A América em boas mãos

Público 2012-11-05  João Carlos Espada

Ninguém sabe ao certo quem sairá vencedor das eleições presenciais de amanhã na América. Esta incerteza é desde logo uma boa demonstração da real abertura da sociedade americana. Na era da tecnologia, na capital da tecnologia e da publicidade de massas, o indivíduo e a sua escolha livre permanecem soberanos. Não é exactamente o "povo" - uma imaginária entidade colectiva - quem mais ordena. São as pessoas quem mais ordena. E porque cada pessoa vota segundo a sua consciência, as grandes organizações, por maiores que sejam e por mais tecnicamente sofisticadas que possam ser, enfrentam a grande incógnita: a incógnita da escolha livre da consciência pessoal.

Esta é a primeira grande lição de liberdade das eleições americanas. Todos sabemos quem será o próximo líder da China, ou quem viria a ser o "novo" senhor da Rússia, para não falar do ditador de Teerão. Mas ninguém sabe quem virá a ocupar aquele que é designado como o cargo mais poderoso do planeta, o de Presidente dos Estados Unidos da América. E ninguém sabe precisamente porque a sociedade americana não é uma organização, é uma ordem livre e descentralizada. Nenhum grande banco de Wall Street, um dos too big to fail, é big enough to decide. Nenhum sindicato, nenhuma burocracia governamental, nenhuma troika, nenhuma representante do FMI, do Banco Central Europeu, da Comissão Europeia, nem mesmo do Banco Mundial, pode garantir quem será o Presidente americano.
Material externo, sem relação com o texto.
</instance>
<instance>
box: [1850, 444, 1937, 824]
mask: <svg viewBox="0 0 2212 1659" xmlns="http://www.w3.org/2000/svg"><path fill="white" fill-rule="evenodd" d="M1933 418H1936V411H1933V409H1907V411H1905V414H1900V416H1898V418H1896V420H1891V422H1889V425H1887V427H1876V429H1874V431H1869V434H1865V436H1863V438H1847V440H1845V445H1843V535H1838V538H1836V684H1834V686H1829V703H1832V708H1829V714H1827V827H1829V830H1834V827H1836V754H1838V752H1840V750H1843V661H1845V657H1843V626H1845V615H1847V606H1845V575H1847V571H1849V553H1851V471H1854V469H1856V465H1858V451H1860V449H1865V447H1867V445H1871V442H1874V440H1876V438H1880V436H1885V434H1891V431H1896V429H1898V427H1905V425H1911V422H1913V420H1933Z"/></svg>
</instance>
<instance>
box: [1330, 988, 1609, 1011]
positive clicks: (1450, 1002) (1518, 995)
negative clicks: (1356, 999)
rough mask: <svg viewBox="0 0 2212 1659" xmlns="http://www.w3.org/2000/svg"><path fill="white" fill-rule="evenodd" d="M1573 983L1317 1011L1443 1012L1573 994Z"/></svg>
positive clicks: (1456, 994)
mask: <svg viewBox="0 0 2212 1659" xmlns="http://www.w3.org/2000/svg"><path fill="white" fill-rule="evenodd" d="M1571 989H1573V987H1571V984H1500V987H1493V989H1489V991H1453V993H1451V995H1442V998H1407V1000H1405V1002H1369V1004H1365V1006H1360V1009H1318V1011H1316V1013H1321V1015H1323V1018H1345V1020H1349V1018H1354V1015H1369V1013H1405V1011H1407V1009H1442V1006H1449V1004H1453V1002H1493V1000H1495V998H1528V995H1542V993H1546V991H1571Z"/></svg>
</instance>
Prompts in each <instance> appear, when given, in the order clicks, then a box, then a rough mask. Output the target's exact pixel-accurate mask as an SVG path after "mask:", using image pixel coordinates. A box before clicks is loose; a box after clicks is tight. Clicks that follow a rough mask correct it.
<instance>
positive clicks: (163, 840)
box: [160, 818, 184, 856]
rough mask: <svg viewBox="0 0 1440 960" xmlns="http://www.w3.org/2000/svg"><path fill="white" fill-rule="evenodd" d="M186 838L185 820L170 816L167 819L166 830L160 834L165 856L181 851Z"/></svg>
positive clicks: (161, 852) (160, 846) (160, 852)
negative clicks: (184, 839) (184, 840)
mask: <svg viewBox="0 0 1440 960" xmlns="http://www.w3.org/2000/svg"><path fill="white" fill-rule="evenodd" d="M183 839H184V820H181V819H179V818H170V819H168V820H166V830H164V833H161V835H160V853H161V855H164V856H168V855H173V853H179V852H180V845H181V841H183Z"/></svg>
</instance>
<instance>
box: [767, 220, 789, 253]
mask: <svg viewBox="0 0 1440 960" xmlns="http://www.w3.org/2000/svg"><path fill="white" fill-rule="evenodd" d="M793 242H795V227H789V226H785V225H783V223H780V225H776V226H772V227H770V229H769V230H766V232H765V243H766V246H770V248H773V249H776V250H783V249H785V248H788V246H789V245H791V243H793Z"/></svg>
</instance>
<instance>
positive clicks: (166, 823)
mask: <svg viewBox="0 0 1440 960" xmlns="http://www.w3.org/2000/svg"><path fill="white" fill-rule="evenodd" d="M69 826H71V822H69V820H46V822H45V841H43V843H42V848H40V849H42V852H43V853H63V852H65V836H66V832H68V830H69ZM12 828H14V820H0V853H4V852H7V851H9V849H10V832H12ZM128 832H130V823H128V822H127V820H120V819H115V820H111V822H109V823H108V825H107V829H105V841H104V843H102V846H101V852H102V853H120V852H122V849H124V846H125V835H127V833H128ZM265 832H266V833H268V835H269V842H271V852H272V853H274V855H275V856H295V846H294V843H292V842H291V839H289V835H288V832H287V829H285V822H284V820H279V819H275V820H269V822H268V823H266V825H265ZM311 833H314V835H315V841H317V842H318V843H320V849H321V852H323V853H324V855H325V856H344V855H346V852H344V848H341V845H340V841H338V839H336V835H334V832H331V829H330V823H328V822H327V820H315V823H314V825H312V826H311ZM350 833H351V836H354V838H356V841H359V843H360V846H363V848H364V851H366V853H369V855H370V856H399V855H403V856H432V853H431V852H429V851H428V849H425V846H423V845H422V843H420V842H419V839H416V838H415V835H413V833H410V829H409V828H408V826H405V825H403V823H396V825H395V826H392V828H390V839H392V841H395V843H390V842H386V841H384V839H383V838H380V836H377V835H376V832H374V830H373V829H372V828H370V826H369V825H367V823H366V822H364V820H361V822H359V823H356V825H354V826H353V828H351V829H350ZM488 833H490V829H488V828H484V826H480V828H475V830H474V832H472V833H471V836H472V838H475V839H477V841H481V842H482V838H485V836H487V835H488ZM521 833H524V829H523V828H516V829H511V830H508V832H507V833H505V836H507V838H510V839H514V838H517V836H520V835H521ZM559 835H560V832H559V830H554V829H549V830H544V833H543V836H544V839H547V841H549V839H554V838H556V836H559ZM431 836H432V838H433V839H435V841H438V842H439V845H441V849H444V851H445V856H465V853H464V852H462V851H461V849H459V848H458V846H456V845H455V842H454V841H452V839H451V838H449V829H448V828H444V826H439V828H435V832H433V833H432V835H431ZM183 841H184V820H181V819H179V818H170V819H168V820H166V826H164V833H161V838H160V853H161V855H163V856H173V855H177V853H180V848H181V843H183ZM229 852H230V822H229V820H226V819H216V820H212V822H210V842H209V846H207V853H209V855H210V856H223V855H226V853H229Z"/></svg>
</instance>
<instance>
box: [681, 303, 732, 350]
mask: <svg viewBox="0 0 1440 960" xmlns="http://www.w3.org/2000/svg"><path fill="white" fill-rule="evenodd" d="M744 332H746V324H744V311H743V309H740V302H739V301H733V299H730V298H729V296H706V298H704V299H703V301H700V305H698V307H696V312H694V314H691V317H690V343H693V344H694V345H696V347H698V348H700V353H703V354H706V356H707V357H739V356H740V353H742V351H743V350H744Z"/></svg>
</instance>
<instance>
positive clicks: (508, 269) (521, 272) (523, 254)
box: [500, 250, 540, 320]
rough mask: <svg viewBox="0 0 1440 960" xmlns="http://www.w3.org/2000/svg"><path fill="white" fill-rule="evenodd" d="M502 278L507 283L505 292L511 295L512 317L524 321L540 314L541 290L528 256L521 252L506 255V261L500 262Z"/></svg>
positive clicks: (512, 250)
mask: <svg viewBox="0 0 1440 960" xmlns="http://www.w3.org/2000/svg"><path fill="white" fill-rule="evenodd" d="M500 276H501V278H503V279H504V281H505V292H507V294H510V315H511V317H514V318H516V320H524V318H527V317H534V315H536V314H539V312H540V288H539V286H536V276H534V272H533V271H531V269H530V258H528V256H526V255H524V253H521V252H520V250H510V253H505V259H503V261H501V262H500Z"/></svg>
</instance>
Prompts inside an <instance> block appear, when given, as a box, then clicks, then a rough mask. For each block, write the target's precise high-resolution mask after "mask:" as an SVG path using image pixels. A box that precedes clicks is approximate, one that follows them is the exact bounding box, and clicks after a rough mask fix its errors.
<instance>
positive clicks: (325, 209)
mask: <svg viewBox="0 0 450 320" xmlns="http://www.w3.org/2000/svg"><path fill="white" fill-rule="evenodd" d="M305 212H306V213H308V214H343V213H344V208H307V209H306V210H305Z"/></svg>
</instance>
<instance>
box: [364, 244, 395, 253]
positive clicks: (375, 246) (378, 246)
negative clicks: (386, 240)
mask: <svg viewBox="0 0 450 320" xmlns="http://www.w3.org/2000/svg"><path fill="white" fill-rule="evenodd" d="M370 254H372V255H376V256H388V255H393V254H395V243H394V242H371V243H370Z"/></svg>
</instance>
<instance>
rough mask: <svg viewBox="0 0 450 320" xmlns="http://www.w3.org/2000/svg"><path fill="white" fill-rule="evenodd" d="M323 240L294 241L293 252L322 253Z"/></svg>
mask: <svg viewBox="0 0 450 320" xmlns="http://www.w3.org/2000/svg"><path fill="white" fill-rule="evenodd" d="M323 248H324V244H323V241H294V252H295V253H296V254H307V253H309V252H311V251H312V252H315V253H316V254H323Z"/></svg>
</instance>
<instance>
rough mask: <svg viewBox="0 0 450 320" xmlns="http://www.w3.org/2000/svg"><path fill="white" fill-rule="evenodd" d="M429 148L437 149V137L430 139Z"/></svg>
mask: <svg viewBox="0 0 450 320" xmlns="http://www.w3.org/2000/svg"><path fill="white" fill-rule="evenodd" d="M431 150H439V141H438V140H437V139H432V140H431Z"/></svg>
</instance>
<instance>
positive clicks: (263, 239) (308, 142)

Repito, isto deve-se a que a sociedade americana não é uma organização centralmente comandada. Não é uma empresa, não é um banco, não é um sindicato, não é um instituto estatal, nem sequer uma universidade estatal. É uma ordem livre e descentralizada, com uma vibrante sociedade civil que não depende do Governo e não é alimentada pelo dinheiro dos contribuintes - por isso, não segue "quem manda". Na América, ninguém manda. Apenas a lei. E todos estão abaixo da lei, sob a lei, a começar pelo Presidente que vai ser eleito.

É esta vibrante liberdade civil que permite a intensa e incontrolável variedade de opiniões da sociedade civil americana. É verdade que existe na América uma enorme e enfadonha opinião politicamente correcta. Mas não existe qualquer ditadura politicamente correcta. Porque, em contrapartida, na América existe também a mais rebelde e desarrumada, por vezes simplesmente bizarra, opinião politicamente incorrecta. Esta tensão entre rivais não é empobrecedora, não dá origem a uma dicotomia simplista entre extremos. É uma tensão enriquecedora, que eleva o debate político a níveis raramente encontrados na Europa.

O melhor exemplo do alto nível atingido pela campanha presidencial americana terá sido o terceiro e último debate da campanha, centrado em temas internacionais. Já foi observado que o tema da Europa não foi uma única vez citado no debate. Já muito foi especulado sobre quem terá sido o vencedor do debate. Mas raramente tem sido dito que o debate revelou um forte consenso sobre o papel da América na liderança do mundo livre, um consenso não politicamente correcto que seria difícil observar num debate político europeu.

Antes de mais a questão de Israel e do Irão, um assunto demasiado sério para as sensibilidades politicamente correctas. O Presidente Obama foi muito claro ao repetir várias vezes que Teerão não terá a bomba atómica enquanto ele for Presidente. Ele e o governador Romney foram muito claros na garantia de que os EUA apoiarão Israel se este sofrer um ataque militar. Ambos declararam que, face à ameaça do Irão, a opção militar será sempre a opção de último recurso. Mas ambos foram igualmente claros em manter todas as opções em cima da mesa. Não me recordo de ter ouvido declarações sequer vagamente comparáveis de líderes europeus, incluindo o senhor David Cameron.

Outro aspecto refrescante do debate foi a centralidade de "fazer uma América forte". O tema foi sobretudo citado por Mitt Romney, que teve a refrescante vantagem de defender uma drástica redução dos impostos e um aumento do orçamento de defesa - dois temas impensáveis na Europa. Mas o Presidente Obama fez muito bem em aceitar a centralidade da América forte e em recordar o excelente desempenho da sua política externa - para o qual muito contribuiu a secretária de Estado Hilary Clinton.

Como tive oportunidade de escrever há quatro anos, o Presidente Obama não era o candidato radical que os radicais gostariam que ele fosse. O seu primeiro mandato comprovou isso mesmo. Também agora o candidato Romney não é o extremista de direita que os radicais gostariam que ele fosse. Mas nenhum deles é também um candidato politicamente correcto. Qualquer que seja o resultado, a América está em boas mãos.